Подозреваю Таню, виноват, Татьяну Ивановну Граубе. Слышал, она недавно вдруг ни с того ни с сего вернулась в родной город, подозрительно!

И Таню вызовут… И Таня подумает: «Каким ты был, таким остался. Бьешь по-прежнему из-за угла…»

Во главе городской милиции стоит Вася Фомин… Он не исчезал надолго из моего поля зрения, уходил на фронт и возвращался, женился, рос по службе, ныне майор, но должность занимает такую, куда обычно ставят полковников – заметная принадлежность новенького, с иголочки города Карасина. Был когда-то стриженый крепыш, тихоня, аккуратист, себе на уме, в учебе надежный среднячок…

Сколько лет знаю, но сейчас с удивлением почувствовал, что не могу ответить на такой важный для себя вопрос: как бывший ученик Фомин относится к своему старому учителю? Уважает ли? Любит ли?.. Ну, любит, положим. Учителя не обязательно бывают самоотверженными, а ученики благодарными. Знания – не сладкий плод, а горький корень. И чем настойчивей учитель кормит своих учеников этим неудобоваримым корнем, тем меньше шансов рассчитывать ему на их любовь. Конечно, Фомин встретит вежливо, даже внешне любовно – чти и уважай старого учителя, но, как знать, не подумает ли: «Отливаются кошке мышкины слезы…» Бывший ученик…

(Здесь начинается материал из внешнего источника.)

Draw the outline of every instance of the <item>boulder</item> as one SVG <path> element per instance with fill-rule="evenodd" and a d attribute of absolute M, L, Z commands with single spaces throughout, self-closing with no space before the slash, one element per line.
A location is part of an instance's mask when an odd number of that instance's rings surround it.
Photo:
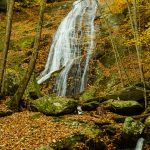
<path fill-rule="evenodd" d="M 77 108 L 77 101 L 66 97 L 44 96 L 32 101 L 31 105 L 46 115 L 63 115 L 73 113 Z"/>
<path fill-rule="evenodd" d="M 7 69 L 4 81 L 4 93 L 7 96 L 13 96 L 19 86 L 20 78 L 17 71 Z"/>
<path fill-rule="evenodd" d="M 108 105 L 111 111 L 122 115 L 136 115 L 143 111 L 142 105 L 133 100 L 122 101 L 111 99 L 103 104 Z"/>
<path fill-rule="evenodd" d="M 88 99 L 86 101 L 81 101 L 81 107 L 83 111 L 91 111 L 95 110 L 100 103 L 104 102 L 106 99 L 104 97 L 95 97 L 92 99 Z"/>
<path fill-rule="evenodd" d="M 149 85 L 146 86 L 147 90 L 149 90 Z M 121 99 L 121 100 L 135 100 L 135 101 L 143 101 L 144 100 L 144 92 L 141 83 L 135 84 L 133 86 L 124 88 L 120 91 L 114 92 L 106 96 L 107 99 Z"/>
<path fill-rule="evenodd" d="M 123 125 L 123 133 L 125 135 L 139 137 L 145 125 L 140 121 L 135 121 L 132 117 L 127 117 Z"/>
<path fill-rule="evenodd" d="M 135 148 L 136 143 L 143 133 L 145 125 L 140 121 L 135 121 L 132 117 L 127 117 L 123 125 L 122 145 L 128 148 Z"/>
<path fill-rule="evenodd" d="M 79 100 L 82 103 L 95 98 L 95 96 L 96 96 L 96 88 L 93 86 L 85 90 L 83 94 L 79 97 Z"/>
<path fill-rule="evenodd" d="M 145 119 L 145 126 L 150 127 L 150 116 Z"/>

– Здравствуйте, Николай Степанович.

Полная женщина в обвисшей кофте с двумя набитыми авоськами в руках, на лице взволнованный румянец, словно нежданно-негаданно встретила свою давнюю, неперегоревшую любовь, мать Левы Бочарова. И я наперед знаю ее вопрос:

– Как Лева, Николай Степанович?

– Все в порядке на этот раз.

Сейчас я чувствую себя виноватым перед всеми, хочется искупить какую-то вину, каяться, жаловаться, оправдываться. Хочется умиляться… Но это непедагогично, и я не добавлю ни слова к своему ответу. Однако и такой черствый ответ делает мать счастливой.

– Он слово нам дал, Николай Степанович. Мы с отцом ему сказали: будь, как все. Если что, мы тебе просто не родители, иди работать. Так и сказали. И, честное слово, выполнили бы. Понял, обещание дал.

Я неопределенно промычал. Почему-то меня не обрадовала родительская поддержка. А мать счастлива, цветет молодым румянцем.

– Спасибо вам, это вы нас надоумили и поддержали. Большое спасибо, Николай Степанович.

– М-м… Не за что.

Мы простились. Она двинулась своей дорогой, сгибаясь под раздутыми авоськами, набитыми хлебом, кульками с крупой, бутылками с молоком, – любящая мать, охваченная родительским счастьем, ибо сын пообещал быть, как все.

И я вспомнил последнее сочинение Левы, которое лежит у меня в портфеле. Как у всех, даже хуже…

Мне вдруг захотелось встретиться с Таней. Не с той, какой ее помню, а с сегодняшней, в сущности, незнакомым мне человеком. Встретиться, чтоб выслушать в лицо упреки. Но это мечтание, а жизнь-то течет, и мне надо поспевать за ней.

В милицию мне идти незачем, значит, в школу.

17

Сравнительно недавно снесли школу Граубе – бревенчатый дом в два этажа с высокими печами-голландками, с деревянными лестницами, с крашеными изношенными полами, с тесными классными комнатами. Стены той школы хранили камерную уютность, в них всегда ощущался особый, сложный запах – чернил, старых, лежалых книг, копившейся десятилетиями пыли. Последнее время мы страдали от тесноты, но то была теснота скученной семьи.

Старую школу снесли, на ее месте поставлен небольшой магазин обуви, новая выстроена чуть в стороне по проспекту.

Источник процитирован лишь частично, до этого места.